Gerard Rousseau had had an empire once. After nearly a decade of war against the Continent, after he’d led his armies through their villages and cities, their mountain respites and waterlogged ports, most countries had offered him obeisance.
His offer was a simple one: fealty or death.
Some chose fealty immediately; some needed to see death first. All eventually succumbed . . . until that interminable winter in Kievan Rus. If hell was real, it was not built of eternal fire, of basalt and brimstone. Hell was cold—a world frozen solid from endless gray sky to aching bone. Every breath a splinter, every small task made impossibly difficult.

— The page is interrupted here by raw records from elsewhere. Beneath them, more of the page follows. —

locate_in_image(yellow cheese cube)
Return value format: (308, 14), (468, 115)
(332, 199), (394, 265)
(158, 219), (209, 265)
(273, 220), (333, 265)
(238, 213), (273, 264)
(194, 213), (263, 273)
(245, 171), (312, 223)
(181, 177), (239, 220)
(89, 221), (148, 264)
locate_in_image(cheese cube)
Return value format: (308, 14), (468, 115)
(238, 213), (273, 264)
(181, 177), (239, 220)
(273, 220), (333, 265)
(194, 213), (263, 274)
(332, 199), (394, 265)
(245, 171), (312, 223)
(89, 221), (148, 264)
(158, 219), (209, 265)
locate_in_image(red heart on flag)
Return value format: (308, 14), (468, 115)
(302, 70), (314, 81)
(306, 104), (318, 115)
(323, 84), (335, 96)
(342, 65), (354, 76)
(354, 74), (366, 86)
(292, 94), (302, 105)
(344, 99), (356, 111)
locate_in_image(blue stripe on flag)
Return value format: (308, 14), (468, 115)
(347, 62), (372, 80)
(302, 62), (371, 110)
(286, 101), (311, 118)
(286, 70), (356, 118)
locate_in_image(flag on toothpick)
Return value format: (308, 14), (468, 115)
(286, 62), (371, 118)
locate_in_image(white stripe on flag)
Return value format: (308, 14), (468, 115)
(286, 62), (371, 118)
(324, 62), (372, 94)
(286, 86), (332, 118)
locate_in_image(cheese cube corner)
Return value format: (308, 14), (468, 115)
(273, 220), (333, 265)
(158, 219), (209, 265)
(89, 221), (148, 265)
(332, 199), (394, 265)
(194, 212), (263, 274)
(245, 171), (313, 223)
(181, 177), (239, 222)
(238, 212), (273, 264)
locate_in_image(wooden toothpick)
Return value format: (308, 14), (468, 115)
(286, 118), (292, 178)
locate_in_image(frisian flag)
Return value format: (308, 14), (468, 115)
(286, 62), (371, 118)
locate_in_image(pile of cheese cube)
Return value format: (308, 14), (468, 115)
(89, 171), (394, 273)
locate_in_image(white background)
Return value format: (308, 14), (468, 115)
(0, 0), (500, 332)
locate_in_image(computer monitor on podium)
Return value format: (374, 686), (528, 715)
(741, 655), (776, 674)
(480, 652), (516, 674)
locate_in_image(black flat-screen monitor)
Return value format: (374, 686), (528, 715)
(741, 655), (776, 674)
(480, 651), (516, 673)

And add that to damnable incompetence. He’d been refused the supplies he needed, his commanders refused to provide the necessary discipline, and the troops provided him had been too weak—or simply not clever enough—to deal with cold. He’d lost ground, men, and time.
Magic should have been his weapon and his prize—used by his Aligned soldiers to ensure victory, and gained as each victory brought more territory within his control. Magic was power, and weren’t humans on the cusp of learning to command it? But his soldiers had failed him, disappointed him. He was the better commander, the better strategist, than any other on the Continent or in the Saxon Isles. But even he couldn’t win a war alone.
Then it was treaties and submission and exile to the island, that insulting speck of rock and stone—and no current to speak of. For nearly a year he’d been denied what he was owed, and what any man of his will would demand.
Power. Fealty. Tribute.
A smile thinned his lips, broadened his round face. He’d made his escape right under their noses. A year of planning, of patience, of persistence, so he now stood on the deck of a ship that would carry him home. He understood his previous mistake—allowing others to get in the way of his ambition. But there would be no more hesitation, no more solicitude. The old ways of warfare would be tossed away. He would take what he wished, regardless of the cost, and rebuild a world beneath his benefaction.
Magic would be his weapon. The current—whether aetheric, ley line, or remnant of old worlds and old gods—would be his fife, his drum, his rifle, his cannon.
He closed his eyes and tipped his face to the sun, smiled at its responding warmth, which felt like sanctification.
He was emperor. And before the moon had turned, they would know it, too.